While the decision overruling the U.S. Patent and Trademark Office’s bar on intellectual property protection for names deemed offensive did not even mention the Washington Redskins, this precedent will likely clear all legal obstacles to the National Football League team keeping its controversial moniker.
The following came from a joint statement released by the National Congress of American Indians and the Oneida Nation:
Washington’s football team promotes, markets and profits from the use of a word that is not merely offensive — it is a dictionary-defined racial slur designed from the beginning to promote hatred and bigotry against Native Americans, If the NFL wants to live up to its statements about placing importance on equality, then it shouldn’t hide behind these rulings, but should act to end this hateful and degrading slur.
This illustrates the central paradox at the core of the country’s most sacred principles. Specifically, it is possible to revere the right of Americans to speak freely and still be revolted by what they say?
Such was the case when the late Antonin Scalia recounted the reasons for siding with the majority in the case of Texas v. Johnson, which found that Gregory Lee Johnson had a constitutional right to burn the flag.
“I hate the result [of the Texas v.
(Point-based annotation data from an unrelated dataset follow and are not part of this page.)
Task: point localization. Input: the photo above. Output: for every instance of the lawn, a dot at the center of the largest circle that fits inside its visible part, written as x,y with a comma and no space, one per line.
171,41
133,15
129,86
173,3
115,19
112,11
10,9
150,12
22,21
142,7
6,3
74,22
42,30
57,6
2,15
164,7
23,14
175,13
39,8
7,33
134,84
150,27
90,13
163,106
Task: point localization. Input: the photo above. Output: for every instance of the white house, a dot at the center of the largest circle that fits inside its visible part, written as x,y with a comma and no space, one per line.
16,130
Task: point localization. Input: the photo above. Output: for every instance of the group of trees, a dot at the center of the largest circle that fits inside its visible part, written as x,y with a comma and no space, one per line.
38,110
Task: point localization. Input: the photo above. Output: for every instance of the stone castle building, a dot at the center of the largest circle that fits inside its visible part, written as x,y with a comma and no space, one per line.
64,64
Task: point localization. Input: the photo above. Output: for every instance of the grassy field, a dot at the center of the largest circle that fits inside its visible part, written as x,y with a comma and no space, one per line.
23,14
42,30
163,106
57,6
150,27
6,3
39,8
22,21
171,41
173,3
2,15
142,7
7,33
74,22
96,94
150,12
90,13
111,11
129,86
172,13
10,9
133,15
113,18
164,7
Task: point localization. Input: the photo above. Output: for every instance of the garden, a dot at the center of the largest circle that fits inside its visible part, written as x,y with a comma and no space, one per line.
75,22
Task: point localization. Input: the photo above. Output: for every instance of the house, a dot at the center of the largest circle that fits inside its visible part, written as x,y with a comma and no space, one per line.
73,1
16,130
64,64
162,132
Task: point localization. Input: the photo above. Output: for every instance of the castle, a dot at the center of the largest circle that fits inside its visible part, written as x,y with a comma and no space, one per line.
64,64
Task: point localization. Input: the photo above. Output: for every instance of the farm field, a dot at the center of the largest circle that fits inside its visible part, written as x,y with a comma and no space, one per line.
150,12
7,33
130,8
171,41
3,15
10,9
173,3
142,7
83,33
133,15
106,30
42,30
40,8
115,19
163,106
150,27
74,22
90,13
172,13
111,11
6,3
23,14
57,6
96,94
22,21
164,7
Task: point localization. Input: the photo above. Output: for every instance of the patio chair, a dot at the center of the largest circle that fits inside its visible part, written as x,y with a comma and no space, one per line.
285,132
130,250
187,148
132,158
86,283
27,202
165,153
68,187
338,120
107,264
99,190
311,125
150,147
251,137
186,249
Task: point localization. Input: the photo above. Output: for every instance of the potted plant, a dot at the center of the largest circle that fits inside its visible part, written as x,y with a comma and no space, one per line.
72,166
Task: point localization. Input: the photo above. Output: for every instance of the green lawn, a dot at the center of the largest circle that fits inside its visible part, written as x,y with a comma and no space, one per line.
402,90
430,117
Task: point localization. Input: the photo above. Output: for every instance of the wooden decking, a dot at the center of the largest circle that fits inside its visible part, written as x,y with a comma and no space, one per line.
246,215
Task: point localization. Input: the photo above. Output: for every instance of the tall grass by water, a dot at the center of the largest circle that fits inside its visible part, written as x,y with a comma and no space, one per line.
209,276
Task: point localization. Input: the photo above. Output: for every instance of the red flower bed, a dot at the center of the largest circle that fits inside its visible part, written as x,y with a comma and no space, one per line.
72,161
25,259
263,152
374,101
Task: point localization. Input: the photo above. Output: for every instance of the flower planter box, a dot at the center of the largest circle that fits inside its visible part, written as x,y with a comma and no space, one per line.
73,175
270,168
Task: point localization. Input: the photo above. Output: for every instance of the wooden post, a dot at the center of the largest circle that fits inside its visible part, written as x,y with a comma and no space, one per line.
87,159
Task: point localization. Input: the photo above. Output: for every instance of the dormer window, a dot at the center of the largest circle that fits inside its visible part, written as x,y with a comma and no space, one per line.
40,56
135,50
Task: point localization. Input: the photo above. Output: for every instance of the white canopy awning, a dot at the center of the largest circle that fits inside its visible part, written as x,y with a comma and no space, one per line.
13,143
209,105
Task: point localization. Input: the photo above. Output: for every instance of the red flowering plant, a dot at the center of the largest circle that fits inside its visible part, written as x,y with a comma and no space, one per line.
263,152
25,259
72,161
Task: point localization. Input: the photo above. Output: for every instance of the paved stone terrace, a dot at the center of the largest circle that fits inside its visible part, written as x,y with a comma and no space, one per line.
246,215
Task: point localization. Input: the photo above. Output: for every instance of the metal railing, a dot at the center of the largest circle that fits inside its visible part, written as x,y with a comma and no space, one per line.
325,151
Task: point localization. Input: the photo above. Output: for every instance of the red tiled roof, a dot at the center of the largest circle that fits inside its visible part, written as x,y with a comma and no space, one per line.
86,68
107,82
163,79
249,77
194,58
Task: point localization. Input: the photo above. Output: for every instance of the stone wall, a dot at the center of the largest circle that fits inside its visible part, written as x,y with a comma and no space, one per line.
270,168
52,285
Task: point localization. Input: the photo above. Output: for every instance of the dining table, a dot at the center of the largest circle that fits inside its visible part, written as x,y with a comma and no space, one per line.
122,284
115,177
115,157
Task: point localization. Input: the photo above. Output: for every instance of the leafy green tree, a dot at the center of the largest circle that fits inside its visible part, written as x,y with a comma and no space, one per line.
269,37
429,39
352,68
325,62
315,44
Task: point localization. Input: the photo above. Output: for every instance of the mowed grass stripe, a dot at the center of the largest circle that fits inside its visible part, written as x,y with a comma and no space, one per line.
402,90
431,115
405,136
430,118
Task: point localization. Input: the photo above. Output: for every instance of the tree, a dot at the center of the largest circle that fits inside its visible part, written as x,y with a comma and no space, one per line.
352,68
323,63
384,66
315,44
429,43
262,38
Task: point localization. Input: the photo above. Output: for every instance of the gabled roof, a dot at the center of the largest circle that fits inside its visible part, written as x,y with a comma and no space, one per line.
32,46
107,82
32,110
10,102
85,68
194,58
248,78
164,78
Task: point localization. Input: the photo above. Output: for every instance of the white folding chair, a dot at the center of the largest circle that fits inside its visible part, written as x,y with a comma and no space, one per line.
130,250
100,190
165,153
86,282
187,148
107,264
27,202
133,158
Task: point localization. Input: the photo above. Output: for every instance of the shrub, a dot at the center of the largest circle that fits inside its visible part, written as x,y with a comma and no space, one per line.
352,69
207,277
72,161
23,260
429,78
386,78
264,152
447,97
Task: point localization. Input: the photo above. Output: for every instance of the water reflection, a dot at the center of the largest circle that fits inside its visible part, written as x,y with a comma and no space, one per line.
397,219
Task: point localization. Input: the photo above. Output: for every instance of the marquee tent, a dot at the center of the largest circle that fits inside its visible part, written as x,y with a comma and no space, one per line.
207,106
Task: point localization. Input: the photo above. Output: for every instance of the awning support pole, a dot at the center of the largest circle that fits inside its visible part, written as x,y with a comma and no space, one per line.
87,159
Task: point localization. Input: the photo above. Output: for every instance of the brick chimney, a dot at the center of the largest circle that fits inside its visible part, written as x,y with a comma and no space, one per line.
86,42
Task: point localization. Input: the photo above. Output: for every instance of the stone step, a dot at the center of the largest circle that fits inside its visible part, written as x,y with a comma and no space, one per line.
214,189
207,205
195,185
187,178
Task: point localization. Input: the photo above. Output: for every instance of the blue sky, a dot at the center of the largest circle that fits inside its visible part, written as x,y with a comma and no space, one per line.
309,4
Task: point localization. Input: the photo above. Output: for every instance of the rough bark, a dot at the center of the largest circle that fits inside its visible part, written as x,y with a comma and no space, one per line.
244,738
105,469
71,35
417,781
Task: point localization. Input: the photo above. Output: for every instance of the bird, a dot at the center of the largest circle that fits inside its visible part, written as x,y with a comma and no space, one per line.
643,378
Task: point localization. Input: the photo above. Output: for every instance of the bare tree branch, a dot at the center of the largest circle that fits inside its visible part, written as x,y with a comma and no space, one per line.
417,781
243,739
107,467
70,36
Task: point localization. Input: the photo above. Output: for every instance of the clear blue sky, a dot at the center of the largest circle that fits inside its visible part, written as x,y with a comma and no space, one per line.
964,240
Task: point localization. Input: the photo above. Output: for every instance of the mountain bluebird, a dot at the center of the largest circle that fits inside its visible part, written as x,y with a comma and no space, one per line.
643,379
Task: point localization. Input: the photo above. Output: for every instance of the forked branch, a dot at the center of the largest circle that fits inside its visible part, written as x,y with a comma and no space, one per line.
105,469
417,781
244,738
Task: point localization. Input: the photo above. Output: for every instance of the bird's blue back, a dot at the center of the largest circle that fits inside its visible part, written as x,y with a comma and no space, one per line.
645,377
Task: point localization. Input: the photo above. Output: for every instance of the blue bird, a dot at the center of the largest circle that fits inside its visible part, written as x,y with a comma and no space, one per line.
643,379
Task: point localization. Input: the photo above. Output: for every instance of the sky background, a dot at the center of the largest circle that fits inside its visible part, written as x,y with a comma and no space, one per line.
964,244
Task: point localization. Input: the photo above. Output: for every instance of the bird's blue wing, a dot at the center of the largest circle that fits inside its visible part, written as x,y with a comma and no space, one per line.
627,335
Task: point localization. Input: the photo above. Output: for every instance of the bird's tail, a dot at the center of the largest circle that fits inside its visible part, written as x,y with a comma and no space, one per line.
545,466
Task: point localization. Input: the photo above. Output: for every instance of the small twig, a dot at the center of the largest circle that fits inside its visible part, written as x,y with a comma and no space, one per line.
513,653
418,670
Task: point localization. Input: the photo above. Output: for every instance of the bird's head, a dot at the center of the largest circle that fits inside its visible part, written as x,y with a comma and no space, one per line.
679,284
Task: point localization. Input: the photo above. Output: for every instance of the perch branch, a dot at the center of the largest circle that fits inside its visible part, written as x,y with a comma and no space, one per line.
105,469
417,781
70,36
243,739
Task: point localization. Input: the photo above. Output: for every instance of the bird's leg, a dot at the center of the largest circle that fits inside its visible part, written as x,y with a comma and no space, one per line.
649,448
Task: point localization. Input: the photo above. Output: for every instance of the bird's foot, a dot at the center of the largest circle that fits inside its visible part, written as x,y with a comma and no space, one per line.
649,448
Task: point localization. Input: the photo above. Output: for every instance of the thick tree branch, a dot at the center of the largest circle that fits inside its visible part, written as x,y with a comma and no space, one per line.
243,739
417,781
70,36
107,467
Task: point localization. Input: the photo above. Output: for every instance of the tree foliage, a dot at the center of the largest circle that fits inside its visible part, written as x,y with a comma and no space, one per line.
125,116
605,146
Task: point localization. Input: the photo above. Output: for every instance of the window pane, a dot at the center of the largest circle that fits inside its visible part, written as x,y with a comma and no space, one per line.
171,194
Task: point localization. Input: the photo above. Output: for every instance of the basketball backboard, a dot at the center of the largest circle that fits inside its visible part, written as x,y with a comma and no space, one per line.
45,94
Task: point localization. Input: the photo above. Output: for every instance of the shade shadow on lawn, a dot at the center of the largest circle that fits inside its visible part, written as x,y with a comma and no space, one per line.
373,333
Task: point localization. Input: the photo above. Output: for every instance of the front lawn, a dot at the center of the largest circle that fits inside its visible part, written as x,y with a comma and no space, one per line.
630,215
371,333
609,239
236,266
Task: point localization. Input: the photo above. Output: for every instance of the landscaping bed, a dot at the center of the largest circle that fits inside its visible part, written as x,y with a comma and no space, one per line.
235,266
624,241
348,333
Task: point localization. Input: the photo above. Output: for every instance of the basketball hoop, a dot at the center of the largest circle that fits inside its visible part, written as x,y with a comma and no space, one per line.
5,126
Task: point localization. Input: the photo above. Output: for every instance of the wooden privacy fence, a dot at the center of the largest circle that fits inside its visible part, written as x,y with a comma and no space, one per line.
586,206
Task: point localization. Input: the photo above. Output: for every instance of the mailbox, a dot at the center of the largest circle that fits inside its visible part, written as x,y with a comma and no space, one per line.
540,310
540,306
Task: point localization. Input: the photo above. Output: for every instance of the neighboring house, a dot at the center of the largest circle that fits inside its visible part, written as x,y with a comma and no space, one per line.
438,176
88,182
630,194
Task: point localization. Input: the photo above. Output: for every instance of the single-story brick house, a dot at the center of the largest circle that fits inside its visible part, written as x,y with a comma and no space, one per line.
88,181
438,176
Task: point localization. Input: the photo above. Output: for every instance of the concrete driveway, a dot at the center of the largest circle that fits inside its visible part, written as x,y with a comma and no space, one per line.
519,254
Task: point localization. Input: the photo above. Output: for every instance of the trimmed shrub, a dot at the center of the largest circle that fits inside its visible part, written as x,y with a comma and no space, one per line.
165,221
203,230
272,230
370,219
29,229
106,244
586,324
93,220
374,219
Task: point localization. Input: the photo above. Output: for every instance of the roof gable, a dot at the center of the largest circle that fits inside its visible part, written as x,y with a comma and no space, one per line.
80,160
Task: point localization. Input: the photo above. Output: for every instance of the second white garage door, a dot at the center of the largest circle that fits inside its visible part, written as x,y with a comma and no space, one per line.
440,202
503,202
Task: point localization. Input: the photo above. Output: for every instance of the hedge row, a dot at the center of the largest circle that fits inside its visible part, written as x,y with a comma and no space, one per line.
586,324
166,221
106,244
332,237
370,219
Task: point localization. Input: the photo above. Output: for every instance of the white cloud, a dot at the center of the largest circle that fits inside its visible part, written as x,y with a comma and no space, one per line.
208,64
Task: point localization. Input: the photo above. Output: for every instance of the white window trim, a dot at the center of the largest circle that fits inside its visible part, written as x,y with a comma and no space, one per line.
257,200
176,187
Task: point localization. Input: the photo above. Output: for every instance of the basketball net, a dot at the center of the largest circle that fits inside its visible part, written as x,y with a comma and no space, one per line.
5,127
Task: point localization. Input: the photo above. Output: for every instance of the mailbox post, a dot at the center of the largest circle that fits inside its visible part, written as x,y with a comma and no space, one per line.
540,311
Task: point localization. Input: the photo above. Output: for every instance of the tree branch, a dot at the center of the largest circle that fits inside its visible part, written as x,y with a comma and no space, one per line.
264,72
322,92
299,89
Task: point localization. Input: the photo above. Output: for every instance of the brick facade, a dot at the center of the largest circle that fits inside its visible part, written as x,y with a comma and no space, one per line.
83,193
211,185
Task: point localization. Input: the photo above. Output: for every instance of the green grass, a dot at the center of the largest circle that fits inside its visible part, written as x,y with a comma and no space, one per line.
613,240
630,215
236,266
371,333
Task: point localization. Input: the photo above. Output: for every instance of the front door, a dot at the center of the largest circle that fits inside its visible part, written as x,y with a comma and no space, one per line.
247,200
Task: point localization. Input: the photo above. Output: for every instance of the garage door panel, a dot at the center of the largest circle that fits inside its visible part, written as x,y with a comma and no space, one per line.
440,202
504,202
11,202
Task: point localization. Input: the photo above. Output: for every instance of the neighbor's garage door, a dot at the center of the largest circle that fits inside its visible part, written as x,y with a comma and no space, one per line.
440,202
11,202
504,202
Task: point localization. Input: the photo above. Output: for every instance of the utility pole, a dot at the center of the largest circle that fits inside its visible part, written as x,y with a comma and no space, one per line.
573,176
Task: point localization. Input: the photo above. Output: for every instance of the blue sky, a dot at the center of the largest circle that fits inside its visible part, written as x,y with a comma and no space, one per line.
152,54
Johnson case],” Scalia told the Brooklyn Law School in 2014. Calling Johnson a “bearded weirdo,” Scalia said, “I would send that guy to jail so fast if I were king.” Fortunately, this country has no king, as proven by the fact that America allows people the freedom to do things that Scalia finds repulsive.
As for the Redskins, this decision will likely do little to end the conflict over the appropriateness of the name. Indeed, it is probable that the debate will heat up in the short term, and that both sides will dig in their heels and make the same tired arguments they’ve been making for years. Free speech does not mean freedom from controversy. It only means that bearded weirdos don’t have to worry about going to jail for expressing themselves in ways the government doesn’t like.